Saturday, March 17, 2007


We've been delving for several months into the black & white movies made after World War II and up into the early 1950s, the movies our parents went to see but wouldn't let us attend, stories about strong women and weak men where everyone was smoking all the time (in more ways than one), and the narratives -- often difficult to follow in their twists and turns -- hinged on murder and betrayal and defeat.

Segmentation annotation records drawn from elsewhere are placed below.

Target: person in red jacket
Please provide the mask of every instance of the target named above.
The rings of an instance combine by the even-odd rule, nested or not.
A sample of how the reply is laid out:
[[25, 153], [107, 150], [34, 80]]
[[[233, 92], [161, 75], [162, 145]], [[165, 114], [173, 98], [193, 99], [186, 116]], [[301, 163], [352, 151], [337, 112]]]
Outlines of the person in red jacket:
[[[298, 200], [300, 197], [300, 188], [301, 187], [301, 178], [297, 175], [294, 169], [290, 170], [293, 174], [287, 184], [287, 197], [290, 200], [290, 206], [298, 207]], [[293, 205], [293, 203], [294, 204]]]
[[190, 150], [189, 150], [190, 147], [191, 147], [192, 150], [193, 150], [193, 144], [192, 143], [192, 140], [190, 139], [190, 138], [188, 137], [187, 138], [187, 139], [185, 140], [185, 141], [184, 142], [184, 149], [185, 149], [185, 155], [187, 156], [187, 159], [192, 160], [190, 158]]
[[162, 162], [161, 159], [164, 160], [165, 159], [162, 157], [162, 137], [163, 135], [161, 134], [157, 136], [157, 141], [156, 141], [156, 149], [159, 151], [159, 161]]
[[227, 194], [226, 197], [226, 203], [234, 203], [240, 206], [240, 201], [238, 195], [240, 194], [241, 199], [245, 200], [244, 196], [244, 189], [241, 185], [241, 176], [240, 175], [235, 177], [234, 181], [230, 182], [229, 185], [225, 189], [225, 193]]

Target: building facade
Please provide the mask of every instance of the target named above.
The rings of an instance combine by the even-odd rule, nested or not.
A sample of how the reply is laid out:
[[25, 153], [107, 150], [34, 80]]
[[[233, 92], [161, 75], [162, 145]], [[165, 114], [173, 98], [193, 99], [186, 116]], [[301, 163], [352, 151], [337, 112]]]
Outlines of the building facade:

These movies were NOT known at the time as "film noir." They were more often called "crime thrillers" or "suspense." Film noir (literally, dark film) is the term given them a decade or more later by certain French critics who fell in love with their look, their mood, their aroma of desperation.

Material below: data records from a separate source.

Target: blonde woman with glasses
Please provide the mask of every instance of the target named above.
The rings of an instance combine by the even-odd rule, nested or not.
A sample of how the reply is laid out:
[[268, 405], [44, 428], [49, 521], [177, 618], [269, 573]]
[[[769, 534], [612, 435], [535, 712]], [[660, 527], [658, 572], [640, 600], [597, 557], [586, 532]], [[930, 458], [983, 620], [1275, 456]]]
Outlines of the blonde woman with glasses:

Get yourself on down to Fat Cats and look for these titles:

Night and the City 1950 (memorable in every way, from Richard Widmark as a pathetic loser, to the circumstances of its making ... filmed in London because its director, Jules Dassin, had been fingered by the black list as a dangerous subversive)

Gun Crazy 1949 (it's a woman, first, who matches the description of that title)

Out of the Past 1947 (Robert Mitchum, caught in a web, with Kirk Douglas as the head spider and Jane Greer as a great assistant spider)

Detour 1945 (the appropriately named actress Ann Savage plays about the nastiest femme in film noir)

Thieves Highway 1949 (getting golden delicious apples to the San Francisco vegetable & fruit market was never more difficult, with Richand Conte, who went on to be a two-bit hood in The Godfather)

He Walked By Night 1948 (in fact, anything with Richard Basehart, including especially the incredible man-on-a-ledge 14 Hours. Whoa!)

No Way Out 1950 (Richard Widmark playing a rabid bigot in Sidney Poitier's first movie)

The Lady from Shanghai 1948 (Orson Welles, with his recently divorced ex-wife Rita Hayworth, as a blond)

The Postman Always Rings Twice 1946 (not the Jessica Lange/Jack Nicholson so-so remake but the Lana Turner/John Garfield original. Lana's entrance in white-white shorts is not to be missed, nor is John Garfield's personal life story ... another actor fingered as a subversive and ruined by the Commie scare of the early 1950s)

The good news is that all of these old movies -- and a whole bunch more! -- are out on DVD. If you used to like movies but find less and less at the modern, over-priced box office to tickle your intellect, these old titles will reinvigorate your love of film.